La Stampa 10.10.16
Manovra, i conti sulle privatizzazioni non tornano: rischio buco di 2-3 miliardi
di Paolo Baroni
Adesso
tutte le attenzioni sono concentrate su due numeri, il livello di
deficit che verrà fissato per il 2017 e di riflesso la crescita del Pil,
che il governo ha indicato all’1% tra mille polemiche e obiezioni.
Nessuno parla invece del debito, il nostro vero punto debole,
soprattutto se si intende continuare a trattare con Bruxelles ulteriori
margini di flessibilità sul disavanzo. E non a caso il Tesoro con
l’ultima nota di variazione del Def, mentre sul deficit punta strappare
un livello praticamente uguale a quello di quest’anno, sul debito ha
confermato il percorso di discesa anche se un poco addolcito. Si passa
infatti dal 132,8% di quest’anno (in aumento dal 132,3% del 2015) al
132,5% del 2017 per arrivare poi nel 2019 sotto quota 130. Basterà a
convincere Bruxelles a concederci un aumento del deficit? La partita è
in corso ed una risposta l’avremo solo nelle prossime settimane.
Quello
che è certo è che dalle privatizzazioni molto difficilmente arriverà
l’aiuto che ci si aspetta. Già l’anno scorso il governo ha
clamorosamente sbagliato previsioni. Aveva messo in conto di incassare
lo 0,5% del Pil, all’incirca 8 miliardi, ed invece si è fermato allo
0,1% tra i soldi incassati con l’Enav (834 milioni) ed i proventi delle
vendita di alcuni immobili.
Nonostante ciò, o forse proprio per
questo, per il 2017 il Tesoro ha tenuto fermo l’obiettivo di mezzo punto
di Pil di incassi. Un target che il fondatore di «Privatisation
Barometer», Bernardo Bortolotti, ha definito «fuori portata» in una
dichiarazione all’agenzia Reuters. «Avrei preferito che postassero cifre
più conservative. Fra l’altro con tassi di interesse sul debito
inferiori al rapporto prezzo delle azioni/dividendi delle società in
vendita non è detto che convenga privatizzare, perché il venditore
rischia effetti negativi sul patrimonio netto».
Quota 8 miliardi,
insomma, rappresenta quasi un miraggio. Anche nel 2017. I conti sono
presto fatti: il 29,7% ancora detenuto nel capitale delle Poste vale 2,5
miliardi, mentre il 13,75% di Stm (microprocessori) potrebbe passare
alla solita Cdp per 900 milioni. Infine ci sono le Ferrovie. In questo
caso dopo un tira e molla durato quasi due anni, e costato la poltrona
ai vecchi vertici, le Fs hanno deciso di portare in Borsa solamente la
Divisione lunga percorrenza (Frecce e Intercity). Altra cosa rispetto
alla quotazione dell’intera holding di cui s’era parlato all’inizio.
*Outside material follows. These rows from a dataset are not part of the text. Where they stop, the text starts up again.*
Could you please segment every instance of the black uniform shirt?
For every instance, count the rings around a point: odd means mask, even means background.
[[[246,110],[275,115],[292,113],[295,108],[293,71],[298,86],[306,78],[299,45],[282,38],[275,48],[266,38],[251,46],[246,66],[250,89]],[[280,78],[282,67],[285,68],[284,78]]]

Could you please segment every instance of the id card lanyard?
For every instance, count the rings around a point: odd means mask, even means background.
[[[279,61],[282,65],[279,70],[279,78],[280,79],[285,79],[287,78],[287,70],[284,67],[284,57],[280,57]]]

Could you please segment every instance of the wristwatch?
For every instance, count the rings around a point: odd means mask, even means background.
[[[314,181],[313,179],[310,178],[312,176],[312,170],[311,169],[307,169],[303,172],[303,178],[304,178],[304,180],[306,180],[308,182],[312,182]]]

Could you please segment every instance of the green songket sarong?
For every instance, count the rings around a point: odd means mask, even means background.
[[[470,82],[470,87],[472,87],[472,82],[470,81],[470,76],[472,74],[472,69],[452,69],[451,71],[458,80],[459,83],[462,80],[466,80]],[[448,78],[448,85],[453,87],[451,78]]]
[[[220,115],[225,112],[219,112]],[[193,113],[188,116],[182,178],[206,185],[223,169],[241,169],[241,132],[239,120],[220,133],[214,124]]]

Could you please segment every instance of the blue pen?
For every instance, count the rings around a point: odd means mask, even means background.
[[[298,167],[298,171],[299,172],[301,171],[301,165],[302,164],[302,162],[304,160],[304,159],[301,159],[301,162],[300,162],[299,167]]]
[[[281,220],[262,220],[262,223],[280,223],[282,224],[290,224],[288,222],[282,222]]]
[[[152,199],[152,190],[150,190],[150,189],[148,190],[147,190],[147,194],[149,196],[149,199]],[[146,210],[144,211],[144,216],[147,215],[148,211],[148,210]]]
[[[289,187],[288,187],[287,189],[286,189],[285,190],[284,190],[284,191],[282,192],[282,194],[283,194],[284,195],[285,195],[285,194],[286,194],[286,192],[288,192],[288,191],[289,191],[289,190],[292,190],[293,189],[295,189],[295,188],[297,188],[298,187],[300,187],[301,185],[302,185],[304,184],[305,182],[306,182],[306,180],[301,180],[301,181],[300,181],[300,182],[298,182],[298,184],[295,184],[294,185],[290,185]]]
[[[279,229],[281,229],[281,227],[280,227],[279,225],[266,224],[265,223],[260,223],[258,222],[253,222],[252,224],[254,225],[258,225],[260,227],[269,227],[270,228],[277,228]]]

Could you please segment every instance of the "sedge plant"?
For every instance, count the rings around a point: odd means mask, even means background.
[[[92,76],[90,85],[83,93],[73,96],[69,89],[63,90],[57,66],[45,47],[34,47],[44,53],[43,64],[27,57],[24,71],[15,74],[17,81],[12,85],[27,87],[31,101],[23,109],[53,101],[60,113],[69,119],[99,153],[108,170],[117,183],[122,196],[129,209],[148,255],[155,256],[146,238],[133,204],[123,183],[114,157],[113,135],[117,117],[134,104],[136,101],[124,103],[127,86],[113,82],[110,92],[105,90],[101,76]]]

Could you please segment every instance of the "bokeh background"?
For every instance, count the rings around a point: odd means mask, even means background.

Tant’è che dei 3-4 miliardi ipotizzati a suo tempo ci si dovrà
accontentare di incassare molto meno. «Al massimo si arriverà ad un
miliardo» spiega una fonte vicina al dossier. Risorse che tra l’altro
resterebbero all’interno delle Fs come è già accaduto per Grandi
stazioni, a meno che il Tesoro non pretenda un dividendo straordinario. I
vertici Fs hanno spiegato che su questo progetto «c’è il pieno consenso
dell’azionista». Il ministro dell’Economia Pier Carlo Padoan a sua
volta ha confermato l’ok, anche perché una serie di vincoli (e di veti)
non consentivano di fare altrimenti. In cuor suo però non deve essere
stato molto contento. Perché in questo modo nel 2017 mancheranno altri
2-3 miliardi di incassi. Con buona pace del taglio del debito.